Eternal Echoes: Legacy of Lingering Dread
Suspiria‘s influence permeates Scream meta-horror to Luca Guadagnino’s 2018 remake, its visuals meme-ified in gaming. The Witch birthed Eggers’s streak, inspiring folk horror like Midsommar. Together, they anchor witchcraft’s cinematic pantheon, atmospheres enduring as archetypes.
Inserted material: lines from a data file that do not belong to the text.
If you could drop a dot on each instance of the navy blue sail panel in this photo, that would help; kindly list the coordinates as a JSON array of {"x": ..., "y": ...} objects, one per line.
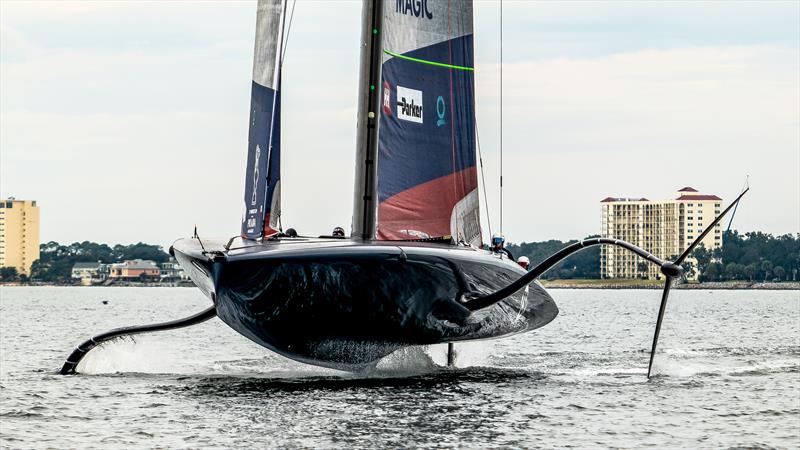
[
  {"x": 263, "y": 162},
  {"x": 262, "y": 176},
  {"x": 427, "y": 181}
]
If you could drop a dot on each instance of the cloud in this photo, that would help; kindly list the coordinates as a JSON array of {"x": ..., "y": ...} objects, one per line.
[{"x": 128, "y": 122}]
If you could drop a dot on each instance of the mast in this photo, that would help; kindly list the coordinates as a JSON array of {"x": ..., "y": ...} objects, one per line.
[{"x": 364, "y": 197}]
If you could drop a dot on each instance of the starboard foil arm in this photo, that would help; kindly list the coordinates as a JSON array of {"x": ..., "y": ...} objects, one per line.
[
  {"x": 80, "y": 351},
  {"x": 670, "y": 269}
]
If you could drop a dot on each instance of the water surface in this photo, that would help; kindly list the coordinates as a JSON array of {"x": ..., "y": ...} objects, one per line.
[{"x": 728, "y": 375}]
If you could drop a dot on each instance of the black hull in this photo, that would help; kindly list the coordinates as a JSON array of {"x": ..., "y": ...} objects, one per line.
[{"x": 346, "y": 304}]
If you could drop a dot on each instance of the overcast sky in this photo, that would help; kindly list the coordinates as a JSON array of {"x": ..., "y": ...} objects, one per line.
[{"x": 127, "y": 121}]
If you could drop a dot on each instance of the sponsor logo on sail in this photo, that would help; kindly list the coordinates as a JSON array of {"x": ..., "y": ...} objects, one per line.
[
  {"x": 416, "y": 8},
  {"x": 387, "y": 98},
  {"x": 409, "y": 104},
  {"x": 440, "y": 111},
  {"x": 254, "y": 197}
]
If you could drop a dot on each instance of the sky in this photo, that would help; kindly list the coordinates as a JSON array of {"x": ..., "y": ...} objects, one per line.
[{"x": 127, "y": 121}]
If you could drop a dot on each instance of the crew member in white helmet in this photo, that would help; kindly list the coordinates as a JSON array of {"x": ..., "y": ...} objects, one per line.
[{"x": 497, "y": 245}]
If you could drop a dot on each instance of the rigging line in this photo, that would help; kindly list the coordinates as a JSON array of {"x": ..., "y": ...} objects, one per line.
[
  {"x": 288, "y": 31},
  {"x": 459, "y": 233},
  {"x": 425, "y": 61},
  {"x": 483, "y": 179},
  {"x": 501, "y": 117},
  {"x": 275, "y": 104}
]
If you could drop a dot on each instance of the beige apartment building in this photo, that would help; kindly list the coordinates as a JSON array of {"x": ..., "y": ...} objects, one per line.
[
  {"x": 19, "y": 234},
  {"x": 663, "y": 228}
]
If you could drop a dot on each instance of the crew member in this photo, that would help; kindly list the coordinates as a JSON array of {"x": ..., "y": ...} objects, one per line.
[{"x": 497, "y": 245}]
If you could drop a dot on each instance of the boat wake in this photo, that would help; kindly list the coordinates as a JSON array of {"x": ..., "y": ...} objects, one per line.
[{"x": 147, "y": 354}]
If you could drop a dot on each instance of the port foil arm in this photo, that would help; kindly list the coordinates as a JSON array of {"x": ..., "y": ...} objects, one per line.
[
  {"x": 475, "y": 302},
  {"x": 77, "y": 355},
  {"x": 671, "y": 270}
]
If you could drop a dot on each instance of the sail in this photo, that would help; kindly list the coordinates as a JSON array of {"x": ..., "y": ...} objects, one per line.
[
  {"x": 262, "y": 198},
  {"x": 427, "y": 182}
]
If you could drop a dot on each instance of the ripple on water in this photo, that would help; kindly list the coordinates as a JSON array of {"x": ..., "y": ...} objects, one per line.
[{"x": 727, "y": 375}]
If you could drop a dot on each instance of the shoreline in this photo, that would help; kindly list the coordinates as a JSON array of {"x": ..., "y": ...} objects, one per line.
[
  {"x": 549, "y": 284},
  {"x": 655, "y": 284}
]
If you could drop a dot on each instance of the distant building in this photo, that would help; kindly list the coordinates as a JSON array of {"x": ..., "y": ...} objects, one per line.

Their comparison illuminates horror’s spectrum: operatic vs austere, yet united in evoking the occult’s primal grip.
Director in the Spotlight
Dario Argento, born in 1940 in Rome to a German mother and Italian producer father, emerged from film criticism and scriptwriting in the 1960s. Influenced by Alfred Hitchcock and Mario Bava, he debuted with The Bird with the Crystal Plumage (1970), launching giallo with stylish murders and psychological twists. Suspiria (1977) marked his supernatural peak, blending horror with operatic visuals. Career highs include Deep Red (1975), virtuoso slasher; Inferno (1980), Three Mothers sequel; Tenebrae (1982), contentious shocker. Later works like Opera (1987) sustained mastery, though Trauma (1993) and The Card Player (2004) drew mixed acclaim. Influences span Edgar Allan Poe to Mario Bava; his collaborations with Goblin and cinematographer Luciano Tovoli defined atmospheric dread. Filmography: The Bird with the Crystal Plumage (1970, giallo breakthrough), The Cat o’ Nine Tails (1971, puzzle thriller), Four Flies on Grey Velvet (1972, Animal Trilogy cap), Deep Red (1975, profiler hunts killer), Suspiria (1977, coven nightmare), Inferno (1980, New York occult), Tenebrae (1982, Rome slashings), Phenomena (1985, insect horrors), Opera (1987, diva torment), The Stendhal Syndrome (1996, art-induced madness), Sleepaway Camp wait no—Mother of Tears (2007, Three Mothers finale). Argento remains giallo’s godfather, his daughters Asia and Anna continuing the legacy.
Actor in the Spotlight
Anya Taylor-Joy, born 1996 in Miami to a British-Argentine family, raised in Argentina and London, began modelling before acting. Discovered at 16, she debuted in The Witch (2015), her Thomasin catapulting her to acclaim for raw intensity. Breakthrough continued with Split (2016, captive teen), Thoroughbreds (2017, dark comedy), and The Queen’s Gambit (2020 miniseries, chess prodigy Beth Harmon, earning Golden Globe, Screen Actors Guild). Notable roles: Emma Woodhouse in Emma. (2020), Furiosa in Furiosa: A Mad Max Saga (2024). Influences include Bette Davis; versatile across horror, drama, action. Filmography: The Witch (2015, Puritan outcast), Split (2016, survivor), Thoroughbreds (2017, killer teen), The New Mutants (2020, superhero), Emma. (2020, Austen adaptation), The Northman (2022, Viking revenge), The Menu (2022, culinary horror), Furiosa (2024, wasteland warrior), plus TV like The Queen’s Gambit (2020). Taylor-Joy embodies modern scream queen evolution, blending fragility with ferocity.